Friday 22 February 2013

Reading The Tablet is Like Reading a Suicide Note

While The Tablet utters its wretched cries of delight at the news of Pope Benedict XVI's resignation, there is a certain myopia of writers such as Bobby Mickens et al.

Benedict XVI has fundamentally altered something within Church and unleashed a set of movements within Her that adhere to the 'hermeneutic of continuity'. A new generation of younger Catholics have been - and will continue to be - exposed to the liturgical riches of the Church. Younger Catholics today are either Faithful or they are not Catholic at all. The wind is not blowing in the direction that The Tablet and an aging generation of Catholics followed.

It stand to reason then that in future, The Tablet will have to either change dramatically and be faithful to the Magisterium, or it will die. Every copy of The Tablet available now is a suicide note, because within 20 to 30 years, perhaps even sooner, a new generation of Priests and Bishops will refuse to have it sold in their parishes and Cathedrals.

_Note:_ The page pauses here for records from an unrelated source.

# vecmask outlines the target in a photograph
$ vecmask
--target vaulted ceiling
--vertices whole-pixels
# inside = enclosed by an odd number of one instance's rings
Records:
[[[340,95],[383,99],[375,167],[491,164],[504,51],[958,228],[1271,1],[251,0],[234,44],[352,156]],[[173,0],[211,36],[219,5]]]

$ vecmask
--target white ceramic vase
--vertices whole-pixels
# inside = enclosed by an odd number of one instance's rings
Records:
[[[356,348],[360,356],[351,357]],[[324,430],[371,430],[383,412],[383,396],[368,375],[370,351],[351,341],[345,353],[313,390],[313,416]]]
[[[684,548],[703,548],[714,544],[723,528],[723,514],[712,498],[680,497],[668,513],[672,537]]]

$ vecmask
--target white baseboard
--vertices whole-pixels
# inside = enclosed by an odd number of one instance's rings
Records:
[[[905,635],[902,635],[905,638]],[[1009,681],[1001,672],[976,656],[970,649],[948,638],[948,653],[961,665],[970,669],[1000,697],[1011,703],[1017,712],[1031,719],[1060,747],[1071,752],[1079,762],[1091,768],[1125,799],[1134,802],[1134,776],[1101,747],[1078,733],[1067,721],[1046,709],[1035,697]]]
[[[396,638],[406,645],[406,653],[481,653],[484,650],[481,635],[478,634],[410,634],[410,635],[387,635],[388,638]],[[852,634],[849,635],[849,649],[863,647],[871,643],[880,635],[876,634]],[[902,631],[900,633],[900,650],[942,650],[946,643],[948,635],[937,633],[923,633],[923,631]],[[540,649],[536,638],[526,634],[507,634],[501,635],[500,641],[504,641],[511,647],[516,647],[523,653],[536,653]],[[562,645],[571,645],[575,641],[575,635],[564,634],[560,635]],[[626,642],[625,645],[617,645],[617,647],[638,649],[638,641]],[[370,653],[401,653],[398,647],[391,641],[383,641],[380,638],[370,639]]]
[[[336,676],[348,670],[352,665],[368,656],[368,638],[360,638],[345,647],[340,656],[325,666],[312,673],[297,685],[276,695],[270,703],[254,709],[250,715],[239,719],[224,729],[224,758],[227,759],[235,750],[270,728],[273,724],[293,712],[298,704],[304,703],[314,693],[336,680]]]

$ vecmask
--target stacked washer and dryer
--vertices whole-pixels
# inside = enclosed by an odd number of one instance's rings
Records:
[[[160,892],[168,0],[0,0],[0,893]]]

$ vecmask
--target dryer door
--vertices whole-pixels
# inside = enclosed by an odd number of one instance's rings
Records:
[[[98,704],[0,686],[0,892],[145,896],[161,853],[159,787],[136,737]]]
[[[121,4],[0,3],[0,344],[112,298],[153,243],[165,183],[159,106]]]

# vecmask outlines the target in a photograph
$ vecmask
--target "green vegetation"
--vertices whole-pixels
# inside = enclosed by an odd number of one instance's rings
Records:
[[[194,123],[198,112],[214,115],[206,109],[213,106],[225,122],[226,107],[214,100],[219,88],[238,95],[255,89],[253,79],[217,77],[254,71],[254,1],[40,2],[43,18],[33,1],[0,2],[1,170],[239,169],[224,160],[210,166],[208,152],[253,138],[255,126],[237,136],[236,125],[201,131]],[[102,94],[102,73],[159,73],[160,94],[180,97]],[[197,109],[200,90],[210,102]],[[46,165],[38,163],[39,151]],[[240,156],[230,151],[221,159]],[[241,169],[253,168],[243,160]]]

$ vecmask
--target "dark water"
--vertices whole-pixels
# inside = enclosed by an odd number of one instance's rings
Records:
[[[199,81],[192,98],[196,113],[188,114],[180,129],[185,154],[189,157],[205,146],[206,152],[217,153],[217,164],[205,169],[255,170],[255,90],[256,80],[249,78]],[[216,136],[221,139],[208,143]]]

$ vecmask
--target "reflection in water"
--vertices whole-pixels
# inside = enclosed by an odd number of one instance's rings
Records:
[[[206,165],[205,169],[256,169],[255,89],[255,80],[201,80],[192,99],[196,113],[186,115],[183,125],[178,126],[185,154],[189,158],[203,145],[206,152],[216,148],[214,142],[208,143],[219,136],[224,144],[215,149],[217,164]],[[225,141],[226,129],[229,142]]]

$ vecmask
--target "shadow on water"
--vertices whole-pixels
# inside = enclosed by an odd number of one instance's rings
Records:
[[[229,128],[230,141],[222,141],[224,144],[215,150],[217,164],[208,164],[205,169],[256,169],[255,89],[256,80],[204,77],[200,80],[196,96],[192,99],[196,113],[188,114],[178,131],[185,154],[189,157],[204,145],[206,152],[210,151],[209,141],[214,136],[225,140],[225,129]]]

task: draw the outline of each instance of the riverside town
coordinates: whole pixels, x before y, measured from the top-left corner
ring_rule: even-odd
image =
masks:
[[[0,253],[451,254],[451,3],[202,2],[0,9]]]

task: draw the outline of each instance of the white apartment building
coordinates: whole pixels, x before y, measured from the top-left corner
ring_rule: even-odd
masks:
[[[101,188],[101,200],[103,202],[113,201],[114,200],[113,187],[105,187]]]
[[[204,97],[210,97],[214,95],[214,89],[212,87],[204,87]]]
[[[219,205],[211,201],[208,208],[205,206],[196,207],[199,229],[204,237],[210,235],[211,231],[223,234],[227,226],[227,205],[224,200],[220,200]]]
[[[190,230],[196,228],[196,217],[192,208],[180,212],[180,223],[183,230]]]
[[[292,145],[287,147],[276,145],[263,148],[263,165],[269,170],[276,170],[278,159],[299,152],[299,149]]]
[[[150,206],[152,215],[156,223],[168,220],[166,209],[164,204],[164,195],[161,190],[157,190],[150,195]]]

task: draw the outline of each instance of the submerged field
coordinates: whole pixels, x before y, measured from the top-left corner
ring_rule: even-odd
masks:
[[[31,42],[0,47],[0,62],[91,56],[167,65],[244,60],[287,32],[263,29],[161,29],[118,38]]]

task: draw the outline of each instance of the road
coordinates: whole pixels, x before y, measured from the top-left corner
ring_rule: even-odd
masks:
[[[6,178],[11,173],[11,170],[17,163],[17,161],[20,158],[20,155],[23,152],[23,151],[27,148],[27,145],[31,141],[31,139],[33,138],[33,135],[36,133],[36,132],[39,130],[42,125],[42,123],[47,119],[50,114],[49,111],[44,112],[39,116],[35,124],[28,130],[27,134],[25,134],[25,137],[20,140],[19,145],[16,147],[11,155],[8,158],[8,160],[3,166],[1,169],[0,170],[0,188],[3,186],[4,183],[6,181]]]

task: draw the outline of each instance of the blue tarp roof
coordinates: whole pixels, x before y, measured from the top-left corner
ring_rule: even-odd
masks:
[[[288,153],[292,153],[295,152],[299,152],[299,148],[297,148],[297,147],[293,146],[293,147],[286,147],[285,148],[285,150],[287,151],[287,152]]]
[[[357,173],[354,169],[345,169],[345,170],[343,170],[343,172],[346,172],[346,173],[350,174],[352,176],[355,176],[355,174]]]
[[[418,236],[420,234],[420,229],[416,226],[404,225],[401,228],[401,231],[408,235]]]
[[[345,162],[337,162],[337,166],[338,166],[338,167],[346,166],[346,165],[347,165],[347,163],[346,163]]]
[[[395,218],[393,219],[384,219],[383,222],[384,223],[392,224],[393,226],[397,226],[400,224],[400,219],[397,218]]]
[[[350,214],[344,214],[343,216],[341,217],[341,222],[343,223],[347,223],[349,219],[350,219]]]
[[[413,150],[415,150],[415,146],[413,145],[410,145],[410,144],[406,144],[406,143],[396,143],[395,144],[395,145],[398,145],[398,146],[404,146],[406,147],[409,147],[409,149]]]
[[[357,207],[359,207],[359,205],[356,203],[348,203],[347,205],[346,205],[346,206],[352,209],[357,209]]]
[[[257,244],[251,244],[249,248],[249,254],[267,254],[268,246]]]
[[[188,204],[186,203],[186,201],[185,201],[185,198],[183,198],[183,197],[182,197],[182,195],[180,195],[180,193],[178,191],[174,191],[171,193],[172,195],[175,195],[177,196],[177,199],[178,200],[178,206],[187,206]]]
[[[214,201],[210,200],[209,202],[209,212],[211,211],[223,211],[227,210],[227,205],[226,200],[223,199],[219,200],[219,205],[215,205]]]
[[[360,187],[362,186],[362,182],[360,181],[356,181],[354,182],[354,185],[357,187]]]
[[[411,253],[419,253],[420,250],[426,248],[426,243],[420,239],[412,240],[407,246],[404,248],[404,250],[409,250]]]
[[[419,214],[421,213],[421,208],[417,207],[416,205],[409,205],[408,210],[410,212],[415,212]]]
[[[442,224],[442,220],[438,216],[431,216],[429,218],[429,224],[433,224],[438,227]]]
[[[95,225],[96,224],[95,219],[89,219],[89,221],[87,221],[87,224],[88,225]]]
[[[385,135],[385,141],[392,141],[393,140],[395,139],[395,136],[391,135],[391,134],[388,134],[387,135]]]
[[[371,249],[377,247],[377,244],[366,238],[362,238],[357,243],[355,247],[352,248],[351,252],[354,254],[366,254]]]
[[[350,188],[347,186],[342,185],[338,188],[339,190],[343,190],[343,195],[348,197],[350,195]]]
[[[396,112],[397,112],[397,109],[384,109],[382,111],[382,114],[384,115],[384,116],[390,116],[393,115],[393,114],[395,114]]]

It will have to either regenerate itself and align itself with 'radical orthodoxy' or the average Catholic in the pew will have no time for it.

One senses in its recent mirth at the departure of Pope Benedict XVI the mocking of Christ by the Chief Priests and Pharisees at His Crucifixion. As Christ rose again, so will another Peter in the place of Pope Benedict XVI and they know not yet the identity of this figure. It could be someone who's identity alone will make grown men writing for The Tablet weep once more. It could be a new Pope who refuses to tolerate dissent in media organs that claim the title of 'Catholic'.

Whatever happens, I fail to see how any Tablet writer could not recognise that the Bitter Pill's days are numbered. The next generation of Priests and Bishops are very different to the current ones and this will be a trend that will likely continue. For a preview of the likely course of direction the Church is moving with the next generation, check out this video on the Dome of Home. I suspect The Tablet is not sold in New Brighton. I now know of quite a few parishes that refuse to sell the publication and the Bishops and the Priests of the future might well be so traditional that they dispense with cigarettes altogether and smoke pipes instead.

Happy Feast of the Chair of St Peter to one and all, especially to writers at The Tablet, who will understand the significance of this day in the Church's calendar and, most likely, loathe it. It's lack of understanding of the Catholic under a certain age, however, means that whether it is crushed, or dissolved, The Tablet's days are numbered.


3 comments:

Wake up England said...

Good Heacens, Bones, I do hope the Tablet doesn't last another 20 or years! What an awful thought. Let's get rid of it pronto.

The Bones said...

The Tablet should be crushed or dissolved.

jaykay said...

Crushed and flushed :)

It was still on sale at the back of Westminster Cathedral, last time I was there. The Catholic Herald was beside it, in a much larger pile. But I don't think that was because the Pill was flying off the shelf in larger numbers.